The Court struck down tariffs imposed under IEEPA, but Trump immediately replaced them with a flat 10% tariff under Section 122 of the Trade Act of 1974. That replacement tariff is limited to 150 days and expires on July 24, 2026, and existing Section 232 tariffs on steel and aluminum remain in place as well.
How much money is owed in tariff refunds?
CBP data from March 2026 shows approximately $166 billion was collected from over 330,000 importers across 53 million entries. Interest on unpaid refunds is accruing at roughly $700 million per month, adding urgency to the refund process still being worked out through the Court of International Trade.
Is Bitcoin actually a hedge against de-dollarization?

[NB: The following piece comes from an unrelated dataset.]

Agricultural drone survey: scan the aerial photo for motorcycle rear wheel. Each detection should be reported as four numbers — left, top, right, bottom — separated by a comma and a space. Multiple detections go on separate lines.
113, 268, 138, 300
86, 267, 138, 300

The data is mixed over this specific 12-month period. BTC is down from its all-time high and has traded mostly in line with risk assets rather than as an independent store of value. But institutional allocation through ETFs has grown significantly even during the downturn, suggesting large capital allocators are treating BTC as a long-term hedge rather than a short-term trade against the dollar.
Bottom Line
Liberation Day set off a chain of events that reshaped how the US uses tariffs, how the Supreme Court interprets presidential trade authority, and how global capital thinks about the dollar. The $166 billion in refunds, the 9.6% dollar decline, and the Section 122 expiration in July are all still-moving pieces of the same story.
For crypto traders, the forward-looking question is binary. If the de-dollarization trend accelerates and institutions keep building BTC positions through ETFs at the pace seen in Q1 2026, the infrastructure is ready for a repricing. If BTC remains correlated with tech stocks and the dollar stabilizes after July, the "digital gold" narrative stays aspirational rather than proven. The July 24 Section 122 deadline is the next inflection point, and the market will start positioning well before it arrives.
This article is for informational purposes only and does not constitute financial or investment advice. Cryptocurrency trading involves substantial risk. Always conduct your own research before making trading decisions.